(580a) Doxorubicin-Loaded Transferrin-Targeted Polymeric Micelles Rapidly Enter Cancer Cells and Accumulate near the Cell Nucleus
AIChE Annual Meeting
2005
2005 Annual Meeting
Biomedical Applications of Nanotechnology (Bionanotechnology)
Nanotechnology for Biotechnology and Pharmaceuticals Industries
Friday, November 4, 2005 - 8:00am to 8:15am
Polymeric micelles, amphiphilic block copolymers assembled into nanoscopic supramolecular core-shell structures, offer several potential advantages for advanced drug and gene delivery. These include a characteristic size less than 100nm, the capacity to entrap fragile or poorly water-soluble drugs in the hydrophobic core, and the ability to evade removal by the reticulo-endothelial system (RES) due to their small size and hydrophilic shell layer of poly(ethylene glycol).
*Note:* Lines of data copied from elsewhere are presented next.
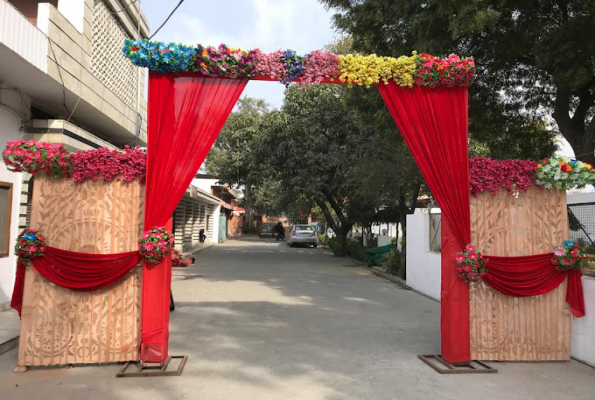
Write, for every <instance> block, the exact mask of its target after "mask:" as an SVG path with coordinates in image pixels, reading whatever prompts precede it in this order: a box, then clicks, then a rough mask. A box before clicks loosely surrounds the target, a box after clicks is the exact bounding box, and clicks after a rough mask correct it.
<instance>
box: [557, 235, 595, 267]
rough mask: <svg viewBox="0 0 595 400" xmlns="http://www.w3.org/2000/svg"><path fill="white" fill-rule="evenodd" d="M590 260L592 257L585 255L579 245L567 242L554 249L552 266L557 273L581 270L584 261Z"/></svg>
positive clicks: (557, 246) (577, 243)
mask: <svg viewBox="0 0 595 400" xmlns="http://www.w3.org/2000/svg"><path fill="white" fill-rule="evenodd" d="M589 258H591V257H590V256H588V255H586V254H585V253H584V251H583V249H582V248H581V246H579V245H578V243H575V242H573V241H570V240H565V241H564V243H563V244H562V245H561V246H557V247H554V255H553V256H552V264H553V265H554V268H555V269H556V271H559V272H563V271H568V270H572V269H580V268H581V266H582V262H583V260H588V259H589Z"/></svg>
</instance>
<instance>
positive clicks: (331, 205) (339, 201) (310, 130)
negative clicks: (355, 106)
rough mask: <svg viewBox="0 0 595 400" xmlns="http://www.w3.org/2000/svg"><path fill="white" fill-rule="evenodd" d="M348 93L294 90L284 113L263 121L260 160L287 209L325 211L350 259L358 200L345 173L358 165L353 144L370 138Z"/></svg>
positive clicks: (317, 87)
mask: <svg viewBox="0 0 595 400" xmlns="http://www.w3.org/2000/svg"><path fill="white" fill-rule="evenodd" d="M344 90H345V88H344V87H342V86H339V85H314V86H308V87H306V88H303V89H299V88H297V87H296V86H291V87H289V88H288V89H287V91H286V96H285V101H284V104H283V107H282V109H281V111H273V112H272V113H269V114H268V115H267V117H266V118H265V121H263V124H262V140H260V141H259V151H258V154H259V157H258V158H259V159H260V160H263V159H266V160H268V161H269V162H270V164H271V167H272V169H273V170H274V173H275V176H274V178H273V179H277V180H278V181H279V182H280V186H281V190H282V191H283V195H282V196H280V198H282V199H284V200H285V205H286V206H289V205H292V206H293V207H294V209H298V210H300V211H301V212H303V213H305V212H307V211H309V209H310V208H311V207H312V203H314V204H316V205H317V206H318V207H319V208H320V210H321V211H322V214H323V215H324V217H325V220H326V222H327V224H328V226H330V228H331V229H332V230H333V231H334V232H335V234H336V235H337V245H336V246H335V248H334V249H333V252H334V253H335V255H337V256H342V255H344V254H345V248H346V239H347V234H348V233H349V232H350V231H351V228H352V227H353V224H354V216H353V214H350V213H349V212H348V208H349V207H351V208H354V207H355V204H354V202H355V200H354V199H352V198H351V197H350V196H351V193H350V191H349V185H347V182H346V173H345V172H346V170H347V168H348V166H349V165H350V163H352V162H353V160H354V158H353V157H354V152H353V148H354V147H353V143H354V142H355V141H359V140H360V138H362V137H365V136H366V133H367V128H366V127H365V126H363V125H362V124H360V123H359V122H358V121H357V120H356V119H355V118H354V116H353V113H351V112H350V111H349V109H348V108H347V106H346V104H345V102H344V101H343V99H342V97H343V93H344ZM267 179H271V177H268V178H267Z"/></svg>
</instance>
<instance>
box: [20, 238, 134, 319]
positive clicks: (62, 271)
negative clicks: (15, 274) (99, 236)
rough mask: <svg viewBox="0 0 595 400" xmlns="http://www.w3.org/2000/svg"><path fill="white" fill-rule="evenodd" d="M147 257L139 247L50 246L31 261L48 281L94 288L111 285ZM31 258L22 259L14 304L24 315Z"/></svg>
mask: <svg viewBox="0 0 595 400" xmlns="http://www.w3.org/2000/svg"><path fill="white" fill-rule="evenodd" d="M142 260H143V257H142V256H141V255H140V253H139V252H138V251H131V252H128V253H119V254H89V253H77V252H73V251H67V250H60V249H57V248H55V247H50V246H47V249H46V251H45V253H44V255H43V257H38V258H35V259H33V260H31V264H32V265H33V267H34V268H35V270H36V271H37V272H39V274H41V276H43V277H44V278H45V279H47V280H48V281H50V282H52V283H54V284H56V285H58V286H61V287H65V288H67V289H71V290H77V291H92V290H99V289H103V288H106V287H109V286H111V285H113V284H115V283H116V282H119V281H120V280H121V279H122V278H124V277H125V276H126V274H128V272H130V271H131V270H132V269H133V268H134V267H135V266H136V265H138V264H139V263H140V262H141V261H142ZM26 267H27V262H26V261H23V260H19V261H18V263H17V276H16V280H15V285H14V291H13V293H12V300H11V302H10V305H11V307H12V308H14V309H15V310H17V311H18V312H19V315H21V306H22V303H23V290H24V286H25V270H26Z"/></svg>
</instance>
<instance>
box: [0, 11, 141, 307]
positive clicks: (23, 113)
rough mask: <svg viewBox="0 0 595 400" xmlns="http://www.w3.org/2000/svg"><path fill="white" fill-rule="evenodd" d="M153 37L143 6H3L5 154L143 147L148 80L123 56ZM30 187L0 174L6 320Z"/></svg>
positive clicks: (26, 176)
mask: <svg viewBox="0 0 595 400" xmlns="http://www.w3.org/2000/svg"><path fill="white" fill-rule="evenodd" d="M148 36H149V26H148V23H147V20H146V18H145V16H144V15H143V13H142V11H141V10H140V8H139V6H138V2H130V1H129V0H39V1H38V0H0V60H2V61H1V62H0V146H2V147H4V146H5V145H6V143H7V142H8V141H10V140H19V139H24V140H29V139H34V140H42V141H45V142H50V143H64V144H66V147H67V148H68V149H69V150H71V151H76V150H88V149H92V148H98V147H109V148H118V147H120V148H121V147H123V146H124V145H126V144H129V145H135V144H137V145H140V146H144V145H145V144H146V126H147V125H146V120H147V118H146V115H147V102H146V99H145V98H144V96H143V93H144V85H145V74H146V72H145V71H144V70H143V69H141V68H137V67H135V66H133V65H132V63H131V62H130V61H129V60H127V59H126V58H125V57H124V56H123V54H122V51H121V49H122V46H123V43H124V39H125V38H146V37H148ZM29 178H30V177H29V176H27V174H16V173H12V172H9V171H8V170H7V169H6V167H5V166H4V164H1V165H0V310H1V309H4V308H7V306H8V303H9V301H10V296H11V295H12V288H13V284H14V276H15V265H16V258H15V256H14V252H13V244H14V241H15V239H16V236H17V235H18V232H19V229H20V228H21V229H22V228H24V227H26V226H27V225H28V211H27V210H28V208H29V207H28V203H29V199H30V195H31V188H30V185H29Z"/></svg>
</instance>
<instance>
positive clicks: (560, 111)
mask: <svg viewBox="0 0 595 400" xmlns="http://www.w3.org/2000/svg"><path fill="white" fill-rule="evenodd" d="M321 3H323V4H325V5H326V6H327V7H329V8H333V9H335V10H336V11H337V13H336V14H335V16H334V22H335V25H336V26H337V28H338V29H339V30H341V31H343V32H346V33H348V34H349V35H351V37H352V39H353V46H354V48H355V49H356V50H358V51H362V52H368V53H371V52H376V53H378V54H382V55H392V56H398V55H402V54H408V53H410V52H411V51H413V50H417V51H418V52H428V53H433V54H436V55H443V56H445V55H448V54H449V53H459V54H463V55H472V56H474V57H475V59H476V62H477V65H478V76H477V81H476V83H475V84H474V85H473V86H472V87H471V88H470V99H469V123H470V125H469V130H470V134H471V136H472V137H473V138H474V139H475V140H476V141H477V142H481V143H484V144H485V145H486V147H487V148H489V149H490V150H492V149H494V150H493V151H494V154H495V156H496V157H497V158H513V157H514V158H540V157H542V156H548V155H549V154H548V153H551V151H552V149H554V148H555V147H554V134H555V132H552V131H551V130H550V129H547V127H546V126H545V125H544V124H543V121H544V120H547V119H548V118H550V117H551V118H553V119H554V120H555V122H556V125H557V128H558V130H559V132H560V133H561V134H562V135H563V136H564V137H565V138H566V140H568V142H569V143H570V145H571V146H572V148H573V149H574V151H575V153H576V155H577V158H579V159H581V160H583V161H587V162H591V163H593V162H595V156H594V154H593V152H594V150H595V119H594V118H593V116H594V114H595V72H594V71H595V41H593V40H589V39H587V38H590V37H591V33H592V32H593V31H595V2H593V1H592V0H556V1H554V0H551V1H535V0H482V1H473V2H470V1H462V0H440V1H438V0H428V1H419V2H412V1H405V0H367V1H365V2H362V1H359V0H321Z"/></svg>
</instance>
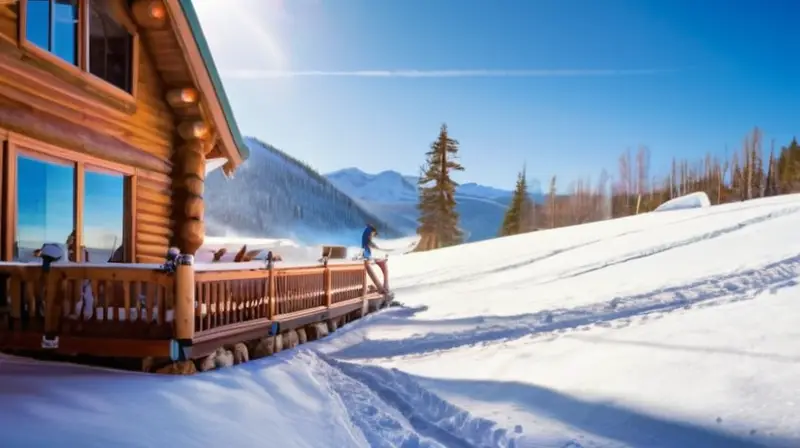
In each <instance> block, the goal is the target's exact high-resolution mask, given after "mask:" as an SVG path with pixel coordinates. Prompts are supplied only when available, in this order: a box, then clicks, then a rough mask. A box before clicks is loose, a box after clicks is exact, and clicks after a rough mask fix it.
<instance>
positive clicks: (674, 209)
mask: <svg viewBox="0 0 800 448" xmlns="http://www.w3.org/2000/svg"><path fill="white" fill-rule="evenodd" d="M706 207H711V201H710V200H709V199H708V195H707V194H706V193H705V192H704V191H698V192H696V193H690V194H687V195H684V196H679V197H677V198H672V199H670V200H669V201H667V202H665V203H663V204H661V205H659V206H658V207H656V209H655V210H654V211H656V212H666V211H672V210H686V209H691V208H706Z"/></svg>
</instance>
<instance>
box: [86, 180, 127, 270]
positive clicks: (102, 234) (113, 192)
mask: <svg viewBox="0 0 800 448" xmlns="http://www.w3.org/2000/svg"><path fill="white" fill-rule="evenodd" d="M124 190H125V178H124V177H123V176H122V175H120V174H116V173H109V172H106V171H101V170H95V169H94V168H90V167H88V166H87V167H86V171H85V175H84V196H83V245H84V247H85V251H84V254H86V258H85V261H89V262H92V263H106V262H111V261H114V262H118V263H119V262H124V261H125V253H124V250H125V249H124V247H125V244H124V241H125V240H124V238H123V237H122V236H123V231H124V222H125V199H124V198H125V196H124Z"/></svg>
The small size of polymeric micelles may allow for passive targeting to cancer cells due to the leaky vasculature of cancerous tissues relative to normal tissue vessels.
Polymeric micelles traditionally suffer from low drug loading and rapid drug release, hence limiting their application as therapeutic carriers. We synthesized polymeric micelles with high doxorubicin loading, minimal initial burst effect, and prolonged release periods. We further sought to obtain a mechanistic understanding of how these carriers are trafficked in live cells, with the goal of enhancing their transport to the perinuclear region. To this end, multi-color Confocal Particle Tracking (CPT) is used to directly correlate the transport of polymeric micelles with biological location (i.e. intracellular vesicles) in live cells and in real time.
We synthesized 70nm polymeric micelles with a hydrophilic poly(ethylene glycol) shell, which are labeled fluorescently with NeutrAvidin(Rhodamine) and targeted to cells via transferrin ligands. HeLa cells were pre-transfected with genes encoding fluorescent marker proteins for specific organelles: EEA1-GFP for early endosomes (EE) or Niemann Pick C1 (NPC1-GFP) for late endosomes/lysosomes (LE/Lys). This enables live-cell co-localization studies of the polymeric micelles and vesicles within the endo-lysosomal pathway.
Doxorubicin-loaded polymeric micelles with transferrin ligand were found to rapidly enter cells and accumulate in the perinuclear region of HeLa cells after 4 hrs. These carriers were found to have trafficked from EE at this time point (low co-localization with EEA1-GFP) to LE/Lys (~70% co-localization with NPC1-GFP). Doxorubicin delivered by these polymeric micelles displayed significant cytotoxicity against HeLa cells in MTT assays. In comparison, placebo polymeric micelles exhibited negligible cytotoxicity.